I am trying to create 27 different flat planes, each of which will have 9 different textures, e.g.:
ABC
DEF
GHI
The textures can vary from plane to plane and there could be as many as 27 different combinations of textures. So the next plane might look like this:
QFT
ZGU
DPY
For now, once these textures are loaded onto a plane, they will not be changed.
The reason I want to do this is to avoid the memory and performance problems of drawing 243 smaller planes (9 X 27) with a single texture each.
One possible solution is to create 9 smaller faces on each large plane and to assign a different material to each face. It appears that doing this would be a fairly straightforward task. However, I am concerned that, from a performance standpoint, the result would not be any better than having 9 smaller planes.
It would seem that a better approach would be to combine the 9 textures into a single texture. But this could not be done on a 1 to 1 basis since the textures are 512 X 512 and the resulting images would be 1536 X 1536 - not a multiple of 2. Thus, I would need to scale the result down to 1024, e.g. by skipping every third pixel. Time spent doing this task at the front end should not be a problem since the results would not be changed during run time.
I have looked at using “renderer.copyTextureToTexture”, but: (1) I haven’t got it to work (an error code about missing “width”), (2) it apparently would require reloading textures several times; and (3) it might not be able to combine three 512 X 512 sized textures into a single 1024 X 1024 texture.
I have considered loading the textures as data, performing the operations and then saving them as a new texture which could be loaded by three.js as a texture. I have done that kind of thing using other programming languages, but haven’t run across any examples showing how to do that with javascript/three.js.

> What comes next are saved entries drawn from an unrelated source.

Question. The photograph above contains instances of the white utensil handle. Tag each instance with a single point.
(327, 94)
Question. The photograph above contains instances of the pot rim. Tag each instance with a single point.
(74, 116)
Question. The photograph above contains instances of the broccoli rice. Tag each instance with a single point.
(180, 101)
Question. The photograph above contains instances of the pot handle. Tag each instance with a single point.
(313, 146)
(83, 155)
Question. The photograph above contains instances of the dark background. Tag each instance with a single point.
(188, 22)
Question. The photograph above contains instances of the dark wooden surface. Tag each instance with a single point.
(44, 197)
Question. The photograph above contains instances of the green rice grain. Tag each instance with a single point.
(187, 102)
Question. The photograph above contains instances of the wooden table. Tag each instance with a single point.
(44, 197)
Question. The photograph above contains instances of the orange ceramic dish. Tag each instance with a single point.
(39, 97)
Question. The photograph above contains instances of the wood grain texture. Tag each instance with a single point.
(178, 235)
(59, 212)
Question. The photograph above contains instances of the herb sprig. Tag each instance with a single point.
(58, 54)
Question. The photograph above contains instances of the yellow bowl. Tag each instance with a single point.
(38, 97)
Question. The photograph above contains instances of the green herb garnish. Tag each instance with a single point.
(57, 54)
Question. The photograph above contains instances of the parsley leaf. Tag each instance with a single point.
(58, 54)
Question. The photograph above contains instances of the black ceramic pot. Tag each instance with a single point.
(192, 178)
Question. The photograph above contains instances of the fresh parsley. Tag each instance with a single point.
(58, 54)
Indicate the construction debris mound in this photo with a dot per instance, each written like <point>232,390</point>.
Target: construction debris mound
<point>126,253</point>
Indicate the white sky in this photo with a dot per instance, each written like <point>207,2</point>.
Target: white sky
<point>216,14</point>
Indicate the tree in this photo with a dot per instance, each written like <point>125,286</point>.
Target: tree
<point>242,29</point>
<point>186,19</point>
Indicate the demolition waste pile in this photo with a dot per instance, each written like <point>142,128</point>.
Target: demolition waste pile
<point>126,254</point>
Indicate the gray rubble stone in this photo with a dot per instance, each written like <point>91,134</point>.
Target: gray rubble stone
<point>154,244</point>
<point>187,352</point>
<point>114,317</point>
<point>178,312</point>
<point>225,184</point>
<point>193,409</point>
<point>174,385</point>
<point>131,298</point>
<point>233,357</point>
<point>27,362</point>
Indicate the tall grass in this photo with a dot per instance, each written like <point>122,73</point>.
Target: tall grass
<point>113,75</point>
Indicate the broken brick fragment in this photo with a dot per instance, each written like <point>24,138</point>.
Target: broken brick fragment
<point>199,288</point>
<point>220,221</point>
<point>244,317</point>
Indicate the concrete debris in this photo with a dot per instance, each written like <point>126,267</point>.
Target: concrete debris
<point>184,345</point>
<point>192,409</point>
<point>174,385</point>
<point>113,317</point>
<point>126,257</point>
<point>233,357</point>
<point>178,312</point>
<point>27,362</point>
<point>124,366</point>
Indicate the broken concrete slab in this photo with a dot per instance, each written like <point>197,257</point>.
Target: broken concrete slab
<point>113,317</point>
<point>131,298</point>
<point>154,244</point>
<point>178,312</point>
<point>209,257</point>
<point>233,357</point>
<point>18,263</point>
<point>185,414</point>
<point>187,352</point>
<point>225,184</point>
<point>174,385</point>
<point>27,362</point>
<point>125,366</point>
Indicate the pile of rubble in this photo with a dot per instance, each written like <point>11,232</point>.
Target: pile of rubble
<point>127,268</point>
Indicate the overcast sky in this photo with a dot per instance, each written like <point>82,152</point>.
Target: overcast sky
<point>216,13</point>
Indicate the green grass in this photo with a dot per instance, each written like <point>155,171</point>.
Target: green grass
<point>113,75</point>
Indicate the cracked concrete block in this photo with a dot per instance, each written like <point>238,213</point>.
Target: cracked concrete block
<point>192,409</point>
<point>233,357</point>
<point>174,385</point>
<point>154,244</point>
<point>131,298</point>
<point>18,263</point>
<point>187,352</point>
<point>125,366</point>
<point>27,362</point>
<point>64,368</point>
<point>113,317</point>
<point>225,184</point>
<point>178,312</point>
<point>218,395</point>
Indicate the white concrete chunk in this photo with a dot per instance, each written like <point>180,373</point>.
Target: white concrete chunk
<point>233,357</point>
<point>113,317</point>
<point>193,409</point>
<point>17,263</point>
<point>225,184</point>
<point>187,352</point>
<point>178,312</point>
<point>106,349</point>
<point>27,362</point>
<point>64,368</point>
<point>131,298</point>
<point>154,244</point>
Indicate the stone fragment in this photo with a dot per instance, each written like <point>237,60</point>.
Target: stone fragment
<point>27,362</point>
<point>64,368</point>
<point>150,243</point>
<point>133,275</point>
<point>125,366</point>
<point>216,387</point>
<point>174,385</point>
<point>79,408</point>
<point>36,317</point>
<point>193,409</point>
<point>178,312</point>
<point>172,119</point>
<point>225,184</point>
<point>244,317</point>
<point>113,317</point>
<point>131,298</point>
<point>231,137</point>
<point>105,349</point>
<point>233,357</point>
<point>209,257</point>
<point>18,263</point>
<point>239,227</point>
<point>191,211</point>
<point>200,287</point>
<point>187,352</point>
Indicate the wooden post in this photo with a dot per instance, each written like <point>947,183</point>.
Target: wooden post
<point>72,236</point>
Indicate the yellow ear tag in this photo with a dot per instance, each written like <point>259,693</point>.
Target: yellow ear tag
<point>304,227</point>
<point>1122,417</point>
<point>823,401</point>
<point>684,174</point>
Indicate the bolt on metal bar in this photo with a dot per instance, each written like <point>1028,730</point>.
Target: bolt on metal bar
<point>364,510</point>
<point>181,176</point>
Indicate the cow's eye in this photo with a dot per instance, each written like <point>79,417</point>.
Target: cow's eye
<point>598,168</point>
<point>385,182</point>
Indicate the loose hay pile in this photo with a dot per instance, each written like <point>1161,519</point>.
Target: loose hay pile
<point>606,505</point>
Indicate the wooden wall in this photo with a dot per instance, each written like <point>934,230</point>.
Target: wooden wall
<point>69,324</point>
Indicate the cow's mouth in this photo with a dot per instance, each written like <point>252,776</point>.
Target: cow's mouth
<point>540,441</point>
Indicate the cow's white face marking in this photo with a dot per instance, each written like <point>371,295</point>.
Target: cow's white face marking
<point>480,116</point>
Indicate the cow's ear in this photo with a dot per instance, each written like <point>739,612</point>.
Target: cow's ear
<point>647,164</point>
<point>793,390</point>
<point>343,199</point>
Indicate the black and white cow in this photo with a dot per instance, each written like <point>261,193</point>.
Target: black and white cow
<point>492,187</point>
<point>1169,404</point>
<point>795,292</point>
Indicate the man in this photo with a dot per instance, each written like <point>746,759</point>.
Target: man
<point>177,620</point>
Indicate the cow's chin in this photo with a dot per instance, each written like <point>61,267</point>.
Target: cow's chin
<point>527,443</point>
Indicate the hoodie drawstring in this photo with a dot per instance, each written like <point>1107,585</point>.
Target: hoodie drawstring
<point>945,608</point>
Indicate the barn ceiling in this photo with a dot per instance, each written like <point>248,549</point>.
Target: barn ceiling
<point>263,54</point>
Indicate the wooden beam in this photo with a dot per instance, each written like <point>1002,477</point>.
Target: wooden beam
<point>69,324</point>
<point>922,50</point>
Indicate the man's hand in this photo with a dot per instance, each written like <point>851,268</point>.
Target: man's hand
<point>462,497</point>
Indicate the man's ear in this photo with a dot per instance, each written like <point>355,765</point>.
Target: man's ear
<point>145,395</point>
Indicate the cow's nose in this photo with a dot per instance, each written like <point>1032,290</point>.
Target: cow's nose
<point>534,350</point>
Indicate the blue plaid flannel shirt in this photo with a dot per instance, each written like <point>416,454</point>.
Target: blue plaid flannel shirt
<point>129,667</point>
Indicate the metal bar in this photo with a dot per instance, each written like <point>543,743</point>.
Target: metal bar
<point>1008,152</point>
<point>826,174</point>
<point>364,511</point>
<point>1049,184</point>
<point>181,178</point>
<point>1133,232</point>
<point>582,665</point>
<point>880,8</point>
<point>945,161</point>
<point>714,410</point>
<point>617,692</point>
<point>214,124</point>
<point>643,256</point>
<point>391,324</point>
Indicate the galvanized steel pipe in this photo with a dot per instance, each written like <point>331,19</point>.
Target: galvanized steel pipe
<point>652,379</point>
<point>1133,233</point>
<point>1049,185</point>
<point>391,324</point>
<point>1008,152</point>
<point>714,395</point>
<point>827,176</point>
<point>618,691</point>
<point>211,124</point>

I appreciate any thoughts as to what would be the best approach and where to look for examples of how it is done.
For reference, here is an example of what I am trying to do. This consists of 27 smaller grids nested within 27 larger grids (the 9 grids directly under the 27 smaller grids are not visible). The smaller grids have 27 different random colors, which are replicated on the larger grids (using 9 smaller faces). As you can see, landscape looks fairly random and the transition between the two sets of grids is seamless.